Residual Recurrent CRNN for End-to-End Optical Music Recognition on
Monophonic Scores
- URL: http://arxiv.org/abs/2010.13418v2
- Date: Wed, 4 Aug 2021 13:18:13 GMT
- Title: Residual Recurrent CRNN for End-to-End Optical Music Recognition on
Monophonic Scores
- Authors: Aozhi Liu, Lipei Zhang, Yaqi Mei, Baoqiang Han, Zifeng Cai, Zhaohua
Zhu, Jing Xiao
- Abstract summary: We propose an innovative framework that combines a block of Residual Recurrent Convolutional Neural Network with a recurrent-Decoder network.
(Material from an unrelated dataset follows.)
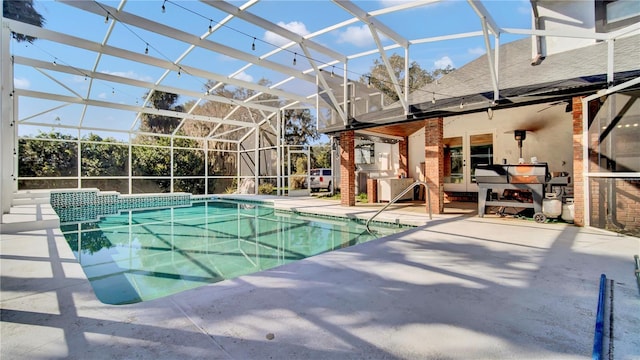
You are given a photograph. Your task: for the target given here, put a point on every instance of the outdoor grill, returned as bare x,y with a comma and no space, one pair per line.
525,185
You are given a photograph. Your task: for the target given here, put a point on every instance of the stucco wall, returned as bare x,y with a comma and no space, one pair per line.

The experiment results are benchmarked against a publicly available dataset called CAMERA-PRIMUS.
- Score: 8.829800916216275
- License: http://arxiv.org/licenses/nonexclusive-distrib/1.0/
- Abstract: One of the challenges of the Optical Music Recognition task is to transcript
the symbols of the camera-captured images into digital music notations.
Previous end-to-end model which was developed as a Convolutional Recurrent
Neural Network does not explore sufficient contextual information from full
scales and there is still a large room for improvement. We propose an
innovative framework that combines a block of Residual Recurrent Convolutional
Neural Network with a recurrent Encoder-Decoder network to map a sequence of
monophonic music symbols corresponding to the notations present in the image.
The Residual Recurrent Convolutional block can improve the ability of the model
to enrich the context information. The experiment results are benchmarked
against a publicly available dataset called CAMERA-PRIMUS, which demonstrates
that our approach surpass the state-of-the-art end-to-end method using
Convolutional Recurrent Neural Network.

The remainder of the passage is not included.